VI. Der Bruch, der blieb
Reinhard Kieseling überlebte das Ende der DDR, doch er trat, wie es scheint, mit dem Zusammenbruch des Systems, das ihn seit 1980 in seinen Dienst gezwungen hatte, nicht in ein neues, offeneres Leben ein. Er zog sich, den wenigen erhaltenen Unterlagen zufolge, in den frühen 1990er Jahren fast vollständig aus dem öffentlichen Leben zurück, arbeitete in den folgenden Jahren als freier technischer Gutachter, unauffällig, unter dem Radar jeder größeren Institution, und vermied, wie sein Sohn Klaus Peter es später formulierte, „jedes Gespräch, das auch nur in die Nähe dessen kam, was er all die Jahre für sich behalten musste."

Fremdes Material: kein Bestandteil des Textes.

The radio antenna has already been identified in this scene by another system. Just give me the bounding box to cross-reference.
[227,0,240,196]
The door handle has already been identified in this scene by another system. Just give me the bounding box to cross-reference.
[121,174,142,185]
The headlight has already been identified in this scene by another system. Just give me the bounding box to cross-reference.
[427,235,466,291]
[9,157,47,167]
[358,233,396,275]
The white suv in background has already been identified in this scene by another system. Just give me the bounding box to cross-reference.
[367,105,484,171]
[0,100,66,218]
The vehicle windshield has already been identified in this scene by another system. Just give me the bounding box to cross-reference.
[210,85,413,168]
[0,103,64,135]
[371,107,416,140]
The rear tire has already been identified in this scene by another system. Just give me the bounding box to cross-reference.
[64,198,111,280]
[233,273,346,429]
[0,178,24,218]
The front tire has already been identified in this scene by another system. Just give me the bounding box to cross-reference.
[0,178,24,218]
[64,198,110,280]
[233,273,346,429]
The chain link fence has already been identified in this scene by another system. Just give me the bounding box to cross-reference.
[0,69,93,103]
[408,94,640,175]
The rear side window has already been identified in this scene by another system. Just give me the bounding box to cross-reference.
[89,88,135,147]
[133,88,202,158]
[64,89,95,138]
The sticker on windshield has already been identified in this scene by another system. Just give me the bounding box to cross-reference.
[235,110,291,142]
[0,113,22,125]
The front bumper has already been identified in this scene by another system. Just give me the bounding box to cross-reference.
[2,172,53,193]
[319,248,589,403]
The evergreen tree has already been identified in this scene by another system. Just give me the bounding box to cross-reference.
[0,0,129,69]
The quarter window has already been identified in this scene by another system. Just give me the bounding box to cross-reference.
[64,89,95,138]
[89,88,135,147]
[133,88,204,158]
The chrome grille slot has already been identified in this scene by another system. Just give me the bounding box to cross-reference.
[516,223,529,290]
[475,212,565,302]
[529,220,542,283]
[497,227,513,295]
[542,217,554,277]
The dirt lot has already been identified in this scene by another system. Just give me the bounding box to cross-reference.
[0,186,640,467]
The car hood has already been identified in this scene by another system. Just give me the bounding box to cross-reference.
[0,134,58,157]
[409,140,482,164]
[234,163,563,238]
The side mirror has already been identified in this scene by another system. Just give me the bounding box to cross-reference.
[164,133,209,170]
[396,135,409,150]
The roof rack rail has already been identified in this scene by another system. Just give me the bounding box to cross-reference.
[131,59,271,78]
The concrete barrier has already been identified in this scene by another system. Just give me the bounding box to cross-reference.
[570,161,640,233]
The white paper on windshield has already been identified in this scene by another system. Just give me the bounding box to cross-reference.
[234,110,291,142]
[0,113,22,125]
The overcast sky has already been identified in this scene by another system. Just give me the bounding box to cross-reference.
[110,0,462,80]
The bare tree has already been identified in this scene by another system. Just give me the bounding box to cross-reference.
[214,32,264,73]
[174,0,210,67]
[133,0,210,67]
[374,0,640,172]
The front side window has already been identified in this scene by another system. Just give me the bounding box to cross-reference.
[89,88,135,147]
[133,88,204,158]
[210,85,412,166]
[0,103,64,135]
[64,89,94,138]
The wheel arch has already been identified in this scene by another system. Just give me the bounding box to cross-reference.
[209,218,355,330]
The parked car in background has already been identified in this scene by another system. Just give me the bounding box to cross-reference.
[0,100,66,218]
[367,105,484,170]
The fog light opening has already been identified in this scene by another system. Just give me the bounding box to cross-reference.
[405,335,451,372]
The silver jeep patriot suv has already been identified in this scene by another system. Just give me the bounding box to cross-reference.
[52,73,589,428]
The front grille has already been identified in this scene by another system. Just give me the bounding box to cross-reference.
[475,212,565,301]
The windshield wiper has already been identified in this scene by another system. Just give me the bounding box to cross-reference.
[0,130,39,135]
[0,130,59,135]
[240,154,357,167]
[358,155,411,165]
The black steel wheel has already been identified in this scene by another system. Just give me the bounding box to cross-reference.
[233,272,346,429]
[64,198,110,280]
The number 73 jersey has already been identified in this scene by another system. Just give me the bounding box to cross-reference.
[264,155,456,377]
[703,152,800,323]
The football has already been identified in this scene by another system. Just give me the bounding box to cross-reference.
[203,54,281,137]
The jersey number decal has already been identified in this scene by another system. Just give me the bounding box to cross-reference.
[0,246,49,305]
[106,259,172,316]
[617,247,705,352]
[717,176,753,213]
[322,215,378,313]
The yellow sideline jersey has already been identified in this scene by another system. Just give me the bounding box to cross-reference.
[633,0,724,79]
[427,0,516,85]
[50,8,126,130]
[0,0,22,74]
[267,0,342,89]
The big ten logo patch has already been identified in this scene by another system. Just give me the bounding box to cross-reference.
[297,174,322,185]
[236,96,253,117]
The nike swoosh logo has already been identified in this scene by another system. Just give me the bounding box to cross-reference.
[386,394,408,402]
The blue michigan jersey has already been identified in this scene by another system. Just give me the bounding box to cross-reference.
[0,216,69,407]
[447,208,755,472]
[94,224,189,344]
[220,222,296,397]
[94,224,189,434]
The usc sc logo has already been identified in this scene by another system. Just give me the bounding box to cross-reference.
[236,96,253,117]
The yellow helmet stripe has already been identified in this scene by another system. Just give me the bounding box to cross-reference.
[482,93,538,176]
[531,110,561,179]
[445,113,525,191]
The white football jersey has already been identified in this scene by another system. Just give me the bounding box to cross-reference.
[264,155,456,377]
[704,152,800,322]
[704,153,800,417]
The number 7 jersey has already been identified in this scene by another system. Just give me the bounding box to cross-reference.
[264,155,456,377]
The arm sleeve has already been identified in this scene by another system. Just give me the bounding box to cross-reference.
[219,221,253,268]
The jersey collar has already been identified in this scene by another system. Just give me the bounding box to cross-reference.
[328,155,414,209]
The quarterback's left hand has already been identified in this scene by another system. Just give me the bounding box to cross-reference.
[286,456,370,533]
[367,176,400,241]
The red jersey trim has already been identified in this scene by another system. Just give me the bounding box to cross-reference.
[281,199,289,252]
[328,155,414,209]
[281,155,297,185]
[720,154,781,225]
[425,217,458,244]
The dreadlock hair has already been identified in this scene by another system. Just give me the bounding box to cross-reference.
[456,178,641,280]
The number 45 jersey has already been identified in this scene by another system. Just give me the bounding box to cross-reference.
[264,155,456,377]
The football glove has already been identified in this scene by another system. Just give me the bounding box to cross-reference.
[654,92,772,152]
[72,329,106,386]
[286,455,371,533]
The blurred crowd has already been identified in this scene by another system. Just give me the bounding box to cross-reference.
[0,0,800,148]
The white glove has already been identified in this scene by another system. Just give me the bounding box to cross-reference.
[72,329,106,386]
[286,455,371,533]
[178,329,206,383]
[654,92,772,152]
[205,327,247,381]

Der Kontakt zwischen Reinhard und Klaus Peter, der bereits durch die frühe Entfremdung zwischen Reinhard und seinem eigenen Vater Gotthold vorgezeichnet war, blieb auch in den folgenden Jahrzehnten auf ein Minimum beschränkt – nicht aus Lieblosigkeit, wie Klaus Peter es rückblickend zu verstehen begann, sondern aus etwas, das er erst spät als eine Art Schutzmaßnahme zu deuten lernte: „Ich glaube", schreibt er in einer seiner letzten Notizen zu diesem Thema, „mein Vater hat mich nicht aus Kälte auf Distanz gehalten, sondern weil er genau wusste, was es bedeutet, in eine Sache hineingezogen zu werden, aus der es kein Zurück mehr gibt – und weil er, auf seine eigene, verschlossene Art, wollte, dass wenigstens ich davon verschont bleibe."
Es ist eine der bittersten Ironien dieser gesamten Chronik, dass genau diese Schutzmaßnahme am Ende ins Leere lief. Klaus Peter Kieseling, der von der Geschichte seines Vaters und seines Großvaters über Jahrzehnte praktisch nichts wusste, begann dennoch, unabhängig von jeder ihm bekannten Quelle, dieselbe Welt zu träumen, die sein Großvater gesehen und sein Vater ein Leben lang zu verdrängen versucht hatte – als hätte sich das, wovor Reinhard seinen Sohn bewahren wollte, nicht durch Schweigen aufhalten lassen, sondern einen anderen, stilleren Weg gefunden, um doch noch weiterzugehen.